Fine leather shoes, boots, sneakers, or sandals will last for many years with minimal maintenance. But one of the questions men often ask is how to protect their leather footwear in rainy weather. There are several options and layers of protection you can use, and they are all simple and easy.
You may not be able to predict when you’ll be caught in a rainstorm, especially in the rainy season. That’s when routine maintenance goes beyond making your footwear look beautiful.
Polishing shoes and boots also helps safeguard them from moisture and dampness that can cause leather shrinkage or mildew. Use a good quality cream polish, like those made by brands such as Saphir. That will soak into the leather, to soften it and extend the life of your footwear, while also offering you a topcoat of water resistance.
An Extra Layer of Protection
During rainy weather, apply an extra coat or two of polish so that the moisture will bead-up on the surface of your footwear. When your boots or shoes get wet, first gently wipe off any dirt, mud, or grit with a soft and slightly damp cloth. Then you can dry your footwear using a clean microfiber cloth or small towel carried in your coat pocket or vehicle. But paper towels from the restroom or any clean, nonabrasive rag or paper napkin will work if you’re caught in a rainstorm or step in a puddle.

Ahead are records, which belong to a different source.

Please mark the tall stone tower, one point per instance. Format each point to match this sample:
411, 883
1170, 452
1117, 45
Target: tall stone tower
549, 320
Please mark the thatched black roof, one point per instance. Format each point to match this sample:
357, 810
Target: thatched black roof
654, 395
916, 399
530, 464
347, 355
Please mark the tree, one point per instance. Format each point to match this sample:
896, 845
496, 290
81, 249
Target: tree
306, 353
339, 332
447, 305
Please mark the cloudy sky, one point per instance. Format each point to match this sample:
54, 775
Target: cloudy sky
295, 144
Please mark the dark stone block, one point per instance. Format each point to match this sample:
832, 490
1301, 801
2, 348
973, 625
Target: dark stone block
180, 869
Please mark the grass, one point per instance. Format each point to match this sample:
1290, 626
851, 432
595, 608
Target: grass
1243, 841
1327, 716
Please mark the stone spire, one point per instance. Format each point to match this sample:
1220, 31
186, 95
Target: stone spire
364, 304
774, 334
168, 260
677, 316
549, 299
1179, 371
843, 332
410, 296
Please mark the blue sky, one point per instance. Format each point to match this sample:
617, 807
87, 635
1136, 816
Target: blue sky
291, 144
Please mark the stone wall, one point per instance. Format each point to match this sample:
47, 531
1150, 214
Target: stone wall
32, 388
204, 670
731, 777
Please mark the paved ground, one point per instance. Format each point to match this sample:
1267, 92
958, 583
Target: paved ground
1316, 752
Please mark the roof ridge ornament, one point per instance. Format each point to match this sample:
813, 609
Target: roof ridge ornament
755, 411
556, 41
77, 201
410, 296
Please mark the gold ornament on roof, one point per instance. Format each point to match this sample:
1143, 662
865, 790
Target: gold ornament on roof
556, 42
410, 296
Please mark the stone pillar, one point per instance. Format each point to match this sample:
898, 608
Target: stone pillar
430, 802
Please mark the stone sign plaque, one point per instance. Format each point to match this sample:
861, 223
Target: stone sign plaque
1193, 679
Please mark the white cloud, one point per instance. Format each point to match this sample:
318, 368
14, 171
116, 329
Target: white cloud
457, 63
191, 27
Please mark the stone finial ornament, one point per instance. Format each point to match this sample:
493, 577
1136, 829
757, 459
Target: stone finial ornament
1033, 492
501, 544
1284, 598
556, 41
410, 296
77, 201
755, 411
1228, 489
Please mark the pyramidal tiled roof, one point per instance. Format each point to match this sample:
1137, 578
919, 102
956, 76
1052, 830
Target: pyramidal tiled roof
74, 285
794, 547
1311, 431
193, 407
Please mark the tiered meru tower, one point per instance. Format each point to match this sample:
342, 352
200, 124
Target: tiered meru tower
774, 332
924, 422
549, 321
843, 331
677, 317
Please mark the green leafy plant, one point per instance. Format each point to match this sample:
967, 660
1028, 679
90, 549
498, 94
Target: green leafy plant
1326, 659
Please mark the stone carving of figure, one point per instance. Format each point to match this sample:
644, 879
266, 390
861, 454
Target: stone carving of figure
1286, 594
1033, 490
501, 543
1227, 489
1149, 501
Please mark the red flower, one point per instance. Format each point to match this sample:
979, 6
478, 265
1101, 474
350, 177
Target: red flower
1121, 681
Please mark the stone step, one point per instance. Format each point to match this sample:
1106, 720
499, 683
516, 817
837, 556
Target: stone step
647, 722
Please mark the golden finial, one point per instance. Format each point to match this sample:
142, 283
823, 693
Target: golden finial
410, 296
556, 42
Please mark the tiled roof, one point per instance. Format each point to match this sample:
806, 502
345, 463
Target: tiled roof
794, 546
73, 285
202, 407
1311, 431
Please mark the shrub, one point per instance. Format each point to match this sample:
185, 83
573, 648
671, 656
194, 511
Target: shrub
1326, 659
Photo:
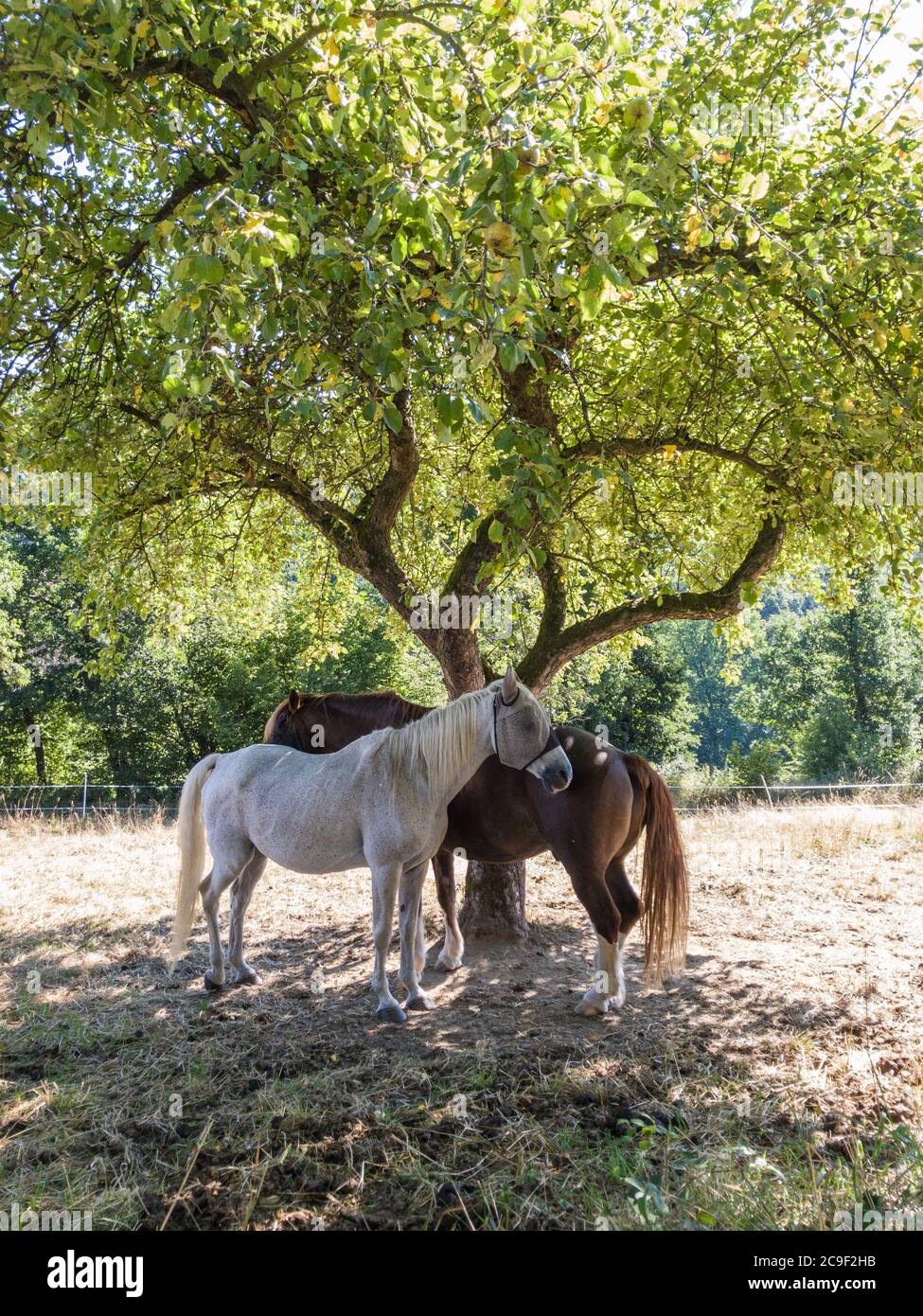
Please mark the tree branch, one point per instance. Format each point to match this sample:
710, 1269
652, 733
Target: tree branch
552, 651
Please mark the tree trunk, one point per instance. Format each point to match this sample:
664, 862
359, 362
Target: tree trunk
494, 893
494, 900
34, 733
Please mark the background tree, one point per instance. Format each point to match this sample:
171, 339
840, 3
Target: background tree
490, 299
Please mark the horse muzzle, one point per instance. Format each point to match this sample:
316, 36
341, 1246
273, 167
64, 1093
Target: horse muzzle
553, 770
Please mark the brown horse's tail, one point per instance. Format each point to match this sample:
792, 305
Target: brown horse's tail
664, 880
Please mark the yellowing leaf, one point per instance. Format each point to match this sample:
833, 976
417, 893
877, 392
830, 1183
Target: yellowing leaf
760, 186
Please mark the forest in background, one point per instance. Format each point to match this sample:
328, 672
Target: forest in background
792, 691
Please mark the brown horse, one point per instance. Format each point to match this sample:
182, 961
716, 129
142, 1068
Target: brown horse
504, 815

The Best Level of Protection
Specially designed shoe covers are lightweight, affordable, and easy to put on and pull off. They’re made of somewhat stretchy rubber and you can think of them as a pair of rubber gloves for your footwear. The bottom of the shoe covers you buy should be thick enough and have enough tread to provide durability and traction. They’ll fit in a jacket pocket or shoulder bag, so buy as many pairs as you need, stash them here and there, and you’ll always have superior shoe and boot rain protection close at hand.
Oftentimes it is not water that damages leather footwear, but the way that wet shoes or boots are dried. Too much direct heat can cause them to shrink or warp. Yes, it’s a natural tendency to want to dry them out quickly. But resist that urge.

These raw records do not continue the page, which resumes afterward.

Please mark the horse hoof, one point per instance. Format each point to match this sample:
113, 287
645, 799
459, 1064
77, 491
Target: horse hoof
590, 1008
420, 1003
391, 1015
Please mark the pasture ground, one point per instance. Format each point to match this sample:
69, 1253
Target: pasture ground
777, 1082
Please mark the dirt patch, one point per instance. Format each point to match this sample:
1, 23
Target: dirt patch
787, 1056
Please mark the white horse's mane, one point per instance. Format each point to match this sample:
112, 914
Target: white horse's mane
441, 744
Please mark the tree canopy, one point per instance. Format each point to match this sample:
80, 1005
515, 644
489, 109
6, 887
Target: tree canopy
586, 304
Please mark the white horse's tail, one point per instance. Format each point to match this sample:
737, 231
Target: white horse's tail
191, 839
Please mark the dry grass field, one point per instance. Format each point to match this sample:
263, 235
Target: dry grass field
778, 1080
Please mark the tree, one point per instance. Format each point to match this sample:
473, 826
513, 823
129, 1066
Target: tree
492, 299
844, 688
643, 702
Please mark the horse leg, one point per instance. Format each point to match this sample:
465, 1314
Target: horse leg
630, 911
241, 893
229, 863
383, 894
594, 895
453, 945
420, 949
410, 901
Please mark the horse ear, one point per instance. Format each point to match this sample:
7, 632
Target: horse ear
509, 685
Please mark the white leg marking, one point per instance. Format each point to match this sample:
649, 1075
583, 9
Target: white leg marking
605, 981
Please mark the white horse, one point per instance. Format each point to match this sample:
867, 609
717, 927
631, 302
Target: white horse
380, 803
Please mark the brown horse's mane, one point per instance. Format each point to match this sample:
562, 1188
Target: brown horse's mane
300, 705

Don’t make the critical mistake of putting them by a space heater or roaring fireplace or on a hot sunny windowsill or radiator. That can do extreme harm to fine leather.
Instead just stuff the insides with crumpled newspaper or paper towels. Then set them in a well-ventilated room, away from direct heat or harsh sunlight. Let them dry out gradually and then polish them again. That kind of care and patience can help them last a lifetime.